Texas was colonized by Stephen “Moses” Austin, who put up flyers all over Tennessee, Kentucky, North and South Virginia, and Germany, to advertise the cheap land here. He did this because 1) he was a genuinely good guy who wanted to help his fellow man; and 2) he needed to get enough immigrants down here to fight against Mexico in the battle of the Alamo, the battle of San Jacinto, and the Milagro Bean Field War.
He did pretty well, managing to recruit some very good actors, such as John Wayne, Ken Curtis, Denver Pyle, and Richard Widmark. These guys, along with a bunch of extras from Tennessee (the “Shoot Me State”) on March 6, 1836, unsuccessfully defended the Alamo.

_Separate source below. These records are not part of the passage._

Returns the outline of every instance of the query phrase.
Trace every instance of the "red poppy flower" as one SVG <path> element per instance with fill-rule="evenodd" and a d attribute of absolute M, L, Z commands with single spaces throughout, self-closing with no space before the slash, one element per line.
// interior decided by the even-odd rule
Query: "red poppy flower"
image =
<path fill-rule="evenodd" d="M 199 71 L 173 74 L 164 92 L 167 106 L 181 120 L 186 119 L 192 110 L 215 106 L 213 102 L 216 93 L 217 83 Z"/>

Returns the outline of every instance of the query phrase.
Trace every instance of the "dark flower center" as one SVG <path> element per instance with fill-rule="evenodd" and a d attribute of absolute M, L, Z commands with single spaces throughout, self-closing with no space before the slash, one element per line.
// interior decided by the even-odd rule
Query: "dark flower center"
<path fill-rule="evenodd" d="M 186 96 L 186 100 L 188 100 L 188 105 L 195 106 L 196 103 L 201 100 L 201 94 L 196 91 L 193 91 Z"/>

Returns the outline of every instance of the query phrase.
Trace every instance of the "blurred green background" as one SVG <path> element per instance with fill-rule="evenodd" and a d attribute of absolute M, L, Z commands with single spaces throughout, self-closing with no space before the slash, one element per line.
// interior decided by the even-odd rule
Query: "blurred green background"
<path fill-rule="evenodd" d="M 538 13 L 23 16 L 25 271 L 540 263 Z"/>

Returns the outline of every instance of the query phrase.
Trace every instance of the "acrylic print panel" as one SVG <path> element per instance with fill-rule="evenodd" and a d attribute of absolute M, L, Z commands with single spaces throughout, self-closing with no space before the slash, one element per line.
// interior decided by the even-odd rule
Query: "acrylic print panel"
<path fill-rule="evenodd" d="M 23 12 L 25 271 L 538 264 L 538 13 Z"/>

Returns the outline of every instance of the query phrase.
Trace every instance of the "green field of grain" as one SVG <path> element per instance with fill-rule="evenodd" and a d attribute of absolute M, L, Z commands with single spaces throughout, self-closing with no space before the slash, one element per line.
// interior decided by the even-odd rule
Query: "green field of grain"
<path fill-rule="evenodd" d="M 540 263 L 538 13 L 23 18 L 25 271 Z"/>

Actually, the Spanish mission’s real name was the Mission de San Antonio de Valero. After the battle, the Texans tried to encourage more people to join their army by shouting, “Remember the Mission de San Antonio de Valero!” but it just didn’t flow. So, they decided to call it the Alamo instead.
Though many people don’t realize it, the Alamo changed hands several times during the months leading up to the 13-day siege in late February and early March of 1836, when the movie cameras were finally set up. The Mexican army would take the mission, and the Texans would take it back, and it went back and forth like a ping-pong ball.

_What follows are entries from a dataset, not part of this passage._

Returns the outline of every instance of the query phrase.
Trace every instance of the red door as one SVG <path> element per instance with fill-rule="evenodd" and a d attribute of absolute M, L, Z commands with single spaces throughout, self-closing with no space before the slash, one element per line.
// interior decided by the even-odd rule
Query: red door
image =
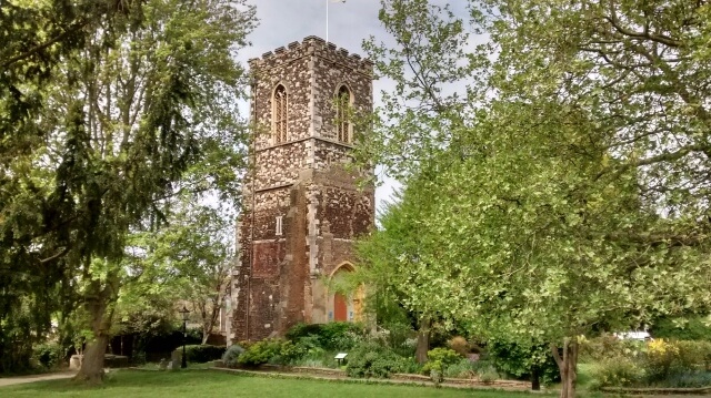
<path fill-rule="evenodd" d="M 338 293 L 333 295 L 333 320 L 348 320 L 348 304 L 346 303 L 346 297 Z"/>

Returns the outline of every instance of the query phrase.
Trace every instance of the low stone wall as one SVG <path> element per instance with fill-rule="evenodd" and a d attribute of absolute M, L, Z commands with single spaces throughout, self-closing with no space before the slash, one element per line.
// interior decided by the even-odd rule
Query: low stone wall
<path fill-rule="evenodd" d="M 390 378 L 393 380 L 405 380 L 405 381 L 418 381 L 418 382 L 431 381 L 431 379 L 427 376 L 413 375 L 413 374 L 393 374 L 393 375 L 390 375 Z M 519 381 L 519 380 L 480 381 L 475 379 L 445 378 L 444 381 L 442 381 L 442 384 L 468 386 L 468 387 L 504 388 L 509 390 L 515 389 L 515 390 L 522 390 L 522 391 L 531 389 L 530 381 Z"/>
<path fill-rule="evenodd" d="M 603 392 L 633 394 L 633 395 L 704 395 L 711 392 L 711 386 L 701 388 L 627 388 L 602 387 Z"/>
<path fill-rule="evenodd" d="M 308 374 L 308 375 L 318 375 L 318 376 L 348 377 L 346 375 L 346 371 L 341 369 L 314 368 L 309 366 L 294 366 L 291 368 L 291 371 L 297 374 Z"/>

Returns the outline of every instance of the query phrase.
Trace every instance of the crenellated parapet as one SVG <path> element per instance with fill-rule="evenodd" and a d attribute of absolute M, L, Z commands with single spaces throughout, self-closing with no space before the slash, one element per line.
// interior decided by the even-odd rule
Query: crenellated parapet
<path fill-rule="evenodd" d="M 341 68 L 347 68 L 353 72 L 372 75 L 373 63 L 369 59 L 363 59 L 357 53 L 350 53 L 347 49 L 339 49 L 336 44 L 327 43 L 326 40 L 316 35 L 309 35 L 301 42 L 293 41 L 287 47 L 268 51 L 261 58 L 253 58 L 249 60 L 249 67 L 252 71 L 272 69 L 309 55 L 337 63 Z"/>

It got so confusing that, at one point, the Mexican army decided to take a break and spend a couple of weeks on the coast. While they were gone, the Texans took the mission away from themselves three times.
But the defenders of the Alamo had bought the Texas army some valuable time, time it needed to prepare to defend itself, time it needed to organize its forces and plan its strategy, time it needed to figure out which way to run from the Mexican army. For the answer, the Texans turned to their colorful and enigmatic leader, General Sam Houston State University.
After conferring with his colonels, his lieutenants, and a fairly reliable podiatrist, Gen. University declared that the Texans would run east, because of the Mexican army being to the west, the Gulf of Mexico being to the south, and Comanches being to the north
Everyone agreed this was a good choice, since they had to go that way to get to the site of the Battle of San Jacinto anyhow, which was scheduled for April 21, barring bad weather. The Runaway Scrape was on.
Texans abandoned their homes, leaving hot food on their tables, hot coals in their hearths, and hot footprints on the roads. The new Texas government relocated several times, with the army of General Antonio Lopez de Santa Anna (the “Napoleon of the West”) hot on their tail. They ended up in Galveston, where they buried what was left of the national treasury (three dimes and a quarter) on the beach. Their voting machines were all damaged by salt water, so President David G. Burnet decided to send them to Broward County, Florida. They’re still in use today.
The Texas army, meanwhile, kept going east, looking over its shoulder once in a while, but seldom slowing down. Gen. University finally called a halt when he got to the San Jacinto River. He consulted his program to find that his men were to be deployed to the north side of the battlefield, but were not yet allowed to bathe.
When Santa Anna arrived, he was not happy that the only seats left were on the south side, near the picturesque, mosquito-laden swamp. He complained, and was allowed to bring in some reinforcements as compensation. Partially mollified, he decided to take a nap.
Which, of course, was when Gen. University decided to attack. His 910 men ran across the meadow, charged into the 1,265 Mexican soldiers, killed 630 of them, wounded 208, and routed the rest. Nine Texans were killed and 30 wounded. The country of Texas was born.
We finally joined the union in 1846, but for ten years Texas was a nation. It could become a nation again, maybe without bloodshed, but not without a lot of pain, problems, and resentment. I think we should stay in the union as long as we can stand it.
Besides, with the quality of the actors we could scrape together for a remake, the movie just wouldn’t be the same.